The effect of Casimir Périer’s assumption of office upon the course of the Belgian negotiations was soon apparent. Nothing more was heard of the candidature of Prince Charles of Naples. “As a member of the elder branch of the Bourbons, France,” wrote Sébastiani, “would reject him with indignation.”[118] Under these circumstances the French government decided to exert its influence in favour of Leopold of Coburg, although his enthronement, Louis Philippe assured Lord Granville, would not be well received in France. He will be looked upon as an English viceroy, but, insinuated the King, the nation could be reconciled to the choice of this prince, were it possible to announce that those portions of her northern territory, of which she had been deprived by the treaties of 1815, were to be restored to France.[119]

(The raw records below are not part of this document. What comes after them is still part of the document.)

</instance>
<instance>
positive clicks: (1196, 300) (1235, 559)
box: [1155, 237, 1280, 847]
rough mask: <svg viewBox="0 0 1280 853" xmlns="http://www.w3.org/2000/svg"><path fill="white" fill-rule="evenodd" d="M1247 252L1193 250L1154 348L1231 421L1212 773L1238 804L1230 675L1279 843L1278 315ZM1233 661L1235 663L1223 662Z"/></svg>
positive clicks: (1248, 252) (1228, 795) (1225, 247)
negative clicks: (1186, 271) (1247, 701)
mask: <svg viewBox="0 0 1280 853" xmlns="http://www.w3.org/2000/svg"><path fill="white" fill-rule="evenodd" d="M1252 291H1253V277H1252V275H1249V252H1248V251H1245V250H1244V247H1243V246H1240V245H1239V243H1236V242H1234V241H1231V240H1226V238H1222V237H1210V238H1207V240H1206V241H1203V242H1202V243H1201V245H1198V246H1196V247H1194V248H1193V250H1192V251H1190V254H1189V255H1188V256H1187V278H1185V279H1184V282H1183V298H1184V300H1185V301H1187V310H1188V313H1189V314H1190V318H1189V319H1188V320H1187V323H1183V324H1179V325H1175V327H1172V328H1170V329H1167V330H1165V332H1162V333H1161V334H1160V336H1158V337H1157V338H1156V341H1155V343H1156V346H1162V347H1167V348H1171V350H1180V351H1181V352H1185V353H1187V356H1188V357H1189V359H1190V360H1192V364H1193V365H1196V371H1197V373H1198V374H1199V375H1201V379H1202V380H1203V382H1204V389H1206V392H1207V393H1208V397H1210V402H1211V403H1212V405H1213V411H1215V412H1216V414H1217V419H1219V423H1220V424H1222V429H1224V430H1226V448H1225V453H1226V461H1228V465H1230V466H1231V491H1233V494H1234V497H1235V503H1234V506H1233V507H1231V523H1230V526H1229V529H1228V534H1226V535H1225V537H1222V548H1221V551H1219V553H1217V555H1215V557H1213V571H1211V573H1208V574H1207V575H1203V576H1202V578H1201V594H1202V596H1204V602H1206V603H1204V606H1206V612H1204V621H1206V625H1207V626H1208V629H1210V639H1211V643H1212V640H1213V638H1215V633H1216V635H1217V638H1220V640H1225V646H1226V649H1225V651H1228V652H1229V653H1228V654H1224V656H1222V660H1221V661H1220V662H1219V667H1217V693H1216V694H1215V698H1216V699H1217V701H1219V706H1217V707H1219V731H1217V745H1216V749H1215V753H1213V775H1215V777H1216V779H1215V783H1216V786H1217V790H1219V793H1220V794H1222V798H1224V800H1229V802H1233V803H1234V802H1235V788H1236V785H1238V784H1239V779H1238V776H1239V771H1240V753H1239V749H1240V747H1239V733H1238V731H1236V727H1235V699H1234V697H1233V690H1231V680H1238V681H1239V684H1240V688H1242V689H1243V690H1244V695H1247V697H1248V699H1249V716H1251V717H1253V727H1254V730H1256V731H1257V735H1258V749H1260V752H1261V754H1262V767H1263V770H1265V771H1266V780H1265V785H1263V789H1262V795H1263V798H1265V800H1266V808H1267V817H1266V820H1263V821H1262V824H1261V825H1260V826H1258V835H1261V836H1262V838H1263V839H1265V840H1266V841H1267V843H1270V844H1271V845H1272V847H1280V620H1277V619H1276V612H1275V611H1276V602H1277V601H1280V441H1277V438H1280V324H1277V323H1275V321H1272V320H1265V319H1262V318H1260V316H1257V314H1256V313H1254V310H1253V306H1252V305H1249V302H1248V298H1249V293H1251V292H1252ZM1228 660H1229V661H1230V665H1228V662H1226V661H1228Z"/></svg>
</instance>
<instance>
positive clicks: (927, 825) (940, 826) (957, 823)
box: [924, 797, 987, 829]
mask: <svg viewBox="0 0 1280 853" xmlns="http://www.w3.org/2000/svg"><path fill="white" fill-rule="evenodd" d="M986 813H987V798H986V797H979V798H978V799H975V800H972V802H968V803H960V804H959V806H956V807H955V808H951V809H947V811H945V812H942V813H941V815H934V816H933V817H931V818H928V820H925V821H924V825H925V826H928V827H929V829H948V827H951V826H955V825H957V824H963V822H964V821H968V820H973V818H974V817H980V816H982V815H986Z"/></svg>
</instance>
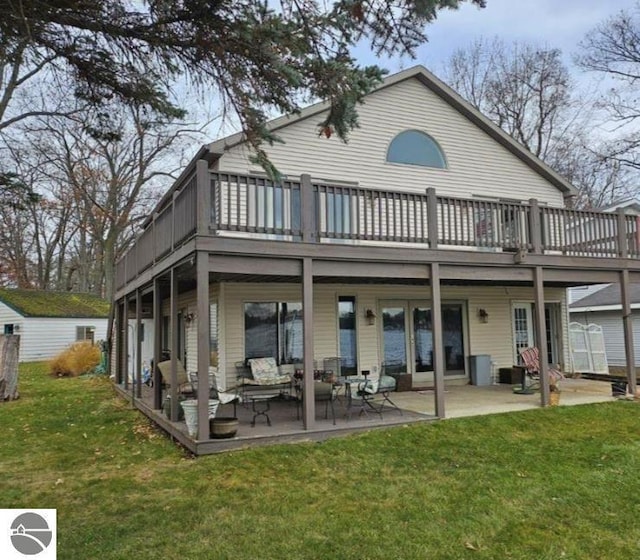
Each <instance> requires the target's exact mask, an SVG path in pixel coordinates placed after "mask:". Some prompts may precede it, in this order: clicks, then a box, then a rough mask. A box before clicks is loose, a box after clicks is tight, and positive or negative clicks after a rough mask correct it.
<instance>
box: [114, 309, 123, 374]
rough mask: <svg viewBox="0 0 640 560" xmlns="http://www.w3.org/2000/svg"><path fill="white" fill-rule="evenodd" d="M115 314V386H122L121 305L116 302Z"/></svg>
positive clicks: (121, 310) (121, 326) (121, 343)
mask: <svg viewBox="0 0 640 560" xmlns="http://www.w3.org/2000/svg"><path fill="white" fill-rule="evenodd" d="M115 305H116V306H117V307H116V312H115V316H116V317H115V319H116V324H115V329H116V344H115V348H116V361H115V363H116V384H117V385H122V382H123V376H122V304H121V303H119V302H116V303H115Z"/></svg>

Leopold, the youngest son of Francis Duke of Coburg, was born in 1790. On May 2, 1816, he married the only daughter of George IV., the Princess Charlotte, who died the following year, five hours after giving birth to a dead child. As a widower, the Prince continued to live in England in enjoyment of the pension of £50,000 a year which Parliament had settled upon him for life. In 1829 he was chosen by the Powers for the throne of Greece, but, after signifying his acceptation of the crown, he saw fit to change his mind, alleging that the frontiers, which the conference purposed to impose upon the new State, were regarded as unsatisfactory by the Greek nation. There would appear to have been good reasons for his withdrawal, but it, nevertheless, caused the greatest annoyance to the Tories who were then in office. The Whigs, although less bitter against the Marquis Peu-à-Peu, as George IV. nicknamed him, had certainly no very high opinion of his ability to fill a difficult position.[120] It was clear, however, that all hope must be abandoned of inducing the Belgians to accept the Prince of Orange for their King. This Prince had been spending the winter in London where, according to Greville, “he made a great fool of himself and destroyed any sympathy there might have been for his political misfortunes.”[121] In the words of Talleyrand, Palmerston was, in consequence, prepared to accept “sans chaleur,”[122] the candidature of Leopold of Coburg, whilst maintaining that, before electing their Sovereign, the Belgians must adhere to the 11th and 12th protocols, which laid down the conditions under which their country was to be separated from Holland.[123]